La délégation CSI, au sein de laquelle participait la CGT, a gagné l’intégration de la « reconnaissance au droit du travail » pour la Transition juste, terme qui apparaît pour la première fois dans un texte des COPs, et la reconnaissance de la « protection sociale » comme nécessaire aux politiques d’adaptation. Ces résultats, qui sont des points d’appui indispensables pour la suite et le fruit d’un travail revendicatif constant de de la CSI et ses affiliés, sont cependant bien maigres au regard des revendications que nous portons. Les oppositions actives de nombreux États à l’incorporation de nos revendications et le petit arc-de-force de gouvernements qui les soutiennent réellement l’expliquent et témoignent d’un rapport de force très dégradé.
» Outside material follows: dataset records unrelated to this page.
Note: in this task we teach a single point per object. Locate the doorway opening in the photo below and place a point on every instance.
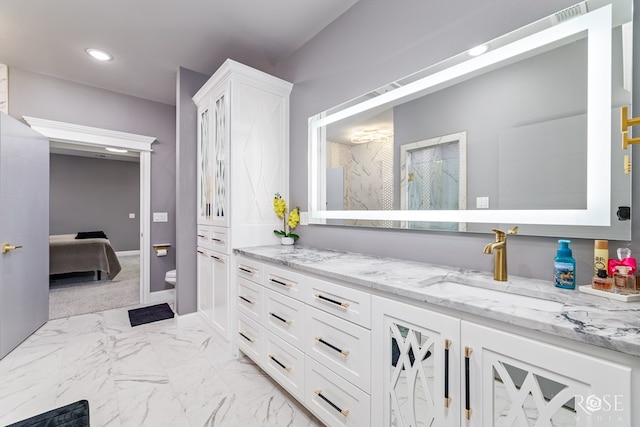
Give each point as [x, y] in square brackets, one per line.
[96, 139]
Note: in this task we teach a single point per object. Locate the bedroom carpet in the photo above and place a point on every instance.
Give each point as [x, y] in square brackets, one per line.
[71, 297]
De ce point de vue, que la COP s’organise, pour la deuxième fois de suite, dans un pays où les libertés syndicales et publiques sont inexistantes, est un message politique inquiétant de ce qui est jugé tolérable par de trop nombreux gouvernements.
Pour la CGT, seule une transformation sociale d’ampleur allant à l’encontre de la logique du système capitaliste pourra réellement répondre à l’urgence sociale et environnementale, avec au centre les intérêts des travailleuses et travailleurs et valorisant la coopération entre les pays, en lieu et place du tout-marché et de la concurrence généralisée.
La CGT continuera à travailler au quotidien à la mobilisation du monde du travail dans cet objectif de justice sociale et environnementale et réaffirme son engagement internationaliste à construire une alternative globale.